UNC School of Medicine and Duke University researchers show why coughing can’t force mucus free from airways to help people battle cystic fibrosis and chronic bronchitis, and how new treatments could alter mucus to make coughing more therapeutic.
For healthy people, mucus is our friend. It traps potential pathogens so our airways can dispatch nasty bugs before they cause harm to our lungs. But for people with conditions such as cystic fibrosis (CF) and chronic obstructive pulmonary disorder (COPD), mucus can get too thick and sticky; coughing alone can’t clear it. Infections develop, leading to severe chronic disease and early death. Now, for the first time, scientists at the UNC School of Medicine and Duke University demonstrated why coughing often cannot tear mucus apart and away from the airway lining. And they showed how to make mucus thinner and less sticky so coughing can become a therapeutic aid.
The discovery, published in the Proceedings of the National Academy of Sciences, helps explain how CF harms lungs over time and underscores the importance of therapies that alter mucus enough to give immediate relief to people with CF. Combining a host of scientific disciplines from cell biology to materials science, the researchers established the most realistic experimental system to date for testing the mechanical properties of mucus in airway diseases, including COPD and asthma, that affect millions of people in the United States.
“The tools developed in this study will help us test strategies to improve mucus clearance in several important diseases where clearance fails,” said lead author Brian Button, PhD, associate professor of biochemistry and biophysics and member of the UNC Cystic Fibrosis Research and Treatment Center at UNC-Chapel Hill.
Senior author Michael Rubinstein, professor in the Department of Mechanical Engineering and Materials Science at Duke University, said, “We measured the adhesive forces that bind mucus to the airway lining and the cohesive forces that hold mucus together, and identified several agents that show promise in reducing the strength of mucus’s adhesive and cohesive interactions.”
In healthy people, mucus is 98 percent water. It lines airways to trap particles, including bacteria and other microbes, before they reach the lungs. Less than 1 percent of ordinary mucus consists of long, sticky, chain-like proteins called mucins, which give mucus its gel-like properties. CF, chronic bronchitis, and other “muco-obstructive” diseases feature mucus dramatically more viscous and elastic than normal, almost gelatin-like because it is loaded with mucins. In CF mucus, for example, the amount of mucins jumps to 10 percent and the amount of water decreases to 79 percent. While CF mucus is still mostly water, even small changes in mucin content can have dramatic effects on mucus viscoelasticity.
Typically, the cough reflex produces high-velocity airflows that tear mucus apart and tear it from the airway lining and at the same time. But scientists have never fully understood why coughing fails to clear mucus in muco-obstructive diseases such as CF. Guided by the theoretical work of Rubinstein, a longtime researcher at UNC-Chapel Hill before joining Duke in 2018, the researchers at UNC developed a sophisticated system for testing the mechanical forces required to dislodge and fracture normal and CF-type mucus.
The scientists first took airway-lining cells from the lungs of transplant patients and cultured them in laboratory dishes. These cells produced their own mucus layer. Button said, “They look like miniature versions of a real airway lining.”

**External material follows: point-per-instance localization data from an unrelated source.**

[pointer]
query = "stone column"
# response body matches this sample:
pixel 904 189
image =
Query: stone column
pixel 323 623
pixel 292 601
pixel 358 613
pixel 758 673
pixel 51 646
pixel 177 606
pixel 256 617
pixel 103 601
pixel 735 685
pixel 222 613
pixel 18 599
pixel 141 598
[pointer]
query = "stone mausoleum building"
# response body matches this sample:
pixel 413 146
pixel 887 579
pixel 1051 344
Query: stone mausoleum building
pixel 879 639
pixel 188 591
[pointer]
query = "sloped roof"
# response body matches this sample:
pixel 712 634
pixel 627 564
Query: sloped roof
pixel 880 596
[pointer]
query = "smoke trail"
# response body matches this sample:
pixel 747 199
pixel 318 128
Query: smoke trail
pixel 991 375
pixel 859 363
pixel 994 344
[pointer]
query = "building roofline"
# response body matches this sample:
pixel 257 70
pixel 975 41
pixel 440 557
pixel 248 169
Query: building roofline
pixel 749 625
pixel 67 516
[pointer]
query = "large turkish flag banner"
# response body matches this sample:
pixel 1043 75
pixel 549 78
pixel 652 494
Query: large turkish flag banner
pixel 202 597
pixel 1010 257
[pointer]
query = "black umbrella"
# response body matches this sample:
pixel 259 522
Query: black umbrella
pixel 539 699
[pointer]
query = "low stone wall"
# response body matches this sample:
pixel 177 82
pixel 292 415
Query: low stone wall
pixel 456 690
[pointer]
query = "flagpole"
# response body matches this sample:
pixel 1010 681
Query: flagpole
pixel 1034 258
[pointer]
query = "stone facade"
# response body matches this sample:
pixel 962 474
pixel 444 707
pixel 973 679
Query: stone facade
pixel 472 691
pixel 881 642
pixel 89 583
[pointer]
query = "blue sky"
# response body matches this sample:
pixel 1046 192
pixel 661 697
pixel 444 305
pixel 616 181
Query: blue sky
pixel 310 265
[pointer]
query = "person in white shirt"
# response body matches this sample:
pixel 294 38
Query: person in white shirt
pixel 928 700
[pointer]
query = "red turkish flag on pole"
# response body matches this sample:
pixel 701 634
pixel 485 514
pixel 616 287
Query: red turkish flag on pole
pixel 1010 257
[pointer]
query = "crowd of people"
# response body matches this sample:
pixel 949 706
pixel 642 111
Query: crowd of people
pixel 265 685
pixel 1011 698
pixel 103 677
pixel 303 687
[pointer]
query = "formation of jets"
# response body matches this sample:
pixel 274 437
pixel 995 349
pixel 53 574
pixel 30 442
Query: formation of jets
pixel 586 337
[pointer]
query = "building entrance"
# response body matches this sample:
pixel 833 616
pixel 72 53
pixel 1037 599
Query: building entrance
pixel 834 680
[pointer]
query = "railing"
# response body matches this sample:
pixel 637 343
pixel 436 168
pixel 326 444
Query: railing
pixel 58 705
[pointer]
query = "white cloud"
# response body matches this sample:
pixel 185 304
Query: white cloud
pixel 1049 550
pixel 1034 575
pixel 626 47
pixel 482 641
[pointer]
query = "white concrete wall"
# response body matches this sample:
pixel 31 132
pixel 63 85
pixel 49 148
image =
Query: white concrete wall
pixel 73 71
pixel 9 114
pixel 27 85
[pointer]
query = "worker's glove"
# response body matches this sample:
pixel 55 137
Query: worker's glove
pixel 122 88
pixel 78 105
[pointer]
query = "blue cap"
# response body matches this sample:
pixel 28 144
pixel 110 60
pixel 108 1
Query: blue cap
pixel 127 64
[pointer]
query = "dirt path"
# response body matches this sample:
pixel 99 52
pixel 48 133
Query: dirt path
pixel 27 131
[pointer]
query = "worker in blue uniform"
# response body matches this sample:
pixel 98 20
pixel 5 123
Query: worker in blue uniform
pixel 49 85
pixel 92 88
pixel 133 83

Because mucus is a very “soft” gel, the researchers developed a technique to embed small meshes, which firmly bind to the mucus. This mesh is then connected via silk thread to a motor with a force sensor to quantify the force required to pull and tear the mucus. This allowed them to test the adhesive and cohesive forces of mucus. And they could compare these forces in normal mucus and CF mucus.
“We found that the adhesive and cohesive strengths of mucus increase dramatically when the ratio of mucins to water is higher than normal,” Button said. “In CF mucus, those strengths exceeded the forces produced by coughing. That means coughing would have a substantially reduced ability to clear mucus.”
The UNC and Duke researchers also used this experimental set up to test the efficacy of two popular types of CF treatments on the properties of CF mucus. One treatment – inhaled saline and hypertonic saline (saltier than water in the body) – increases the water content in mucus to make it thinner. The other types of treatments – so-called “mucolytic” therapies – make mucus less viscous and elastic by chopping up or separating mucin molecules to reduce their ability to stiffen mucus. The team found that both types of therapy work well at reducing the adhesive and cohesive strengths of CF mucus.
“For patients, one of these types of therapy should help,” Button said. “But their effects are additive, so it would probably be better to combine both. And our research suggests that this approach could allow coughing to become beneficial to these patients, just as it is for the rest of us when we battle less serious ailments, such as viruses.”
The researchers now plan to use their experimental system to study the properties of mucus and the effects of therapies in other airway diseases.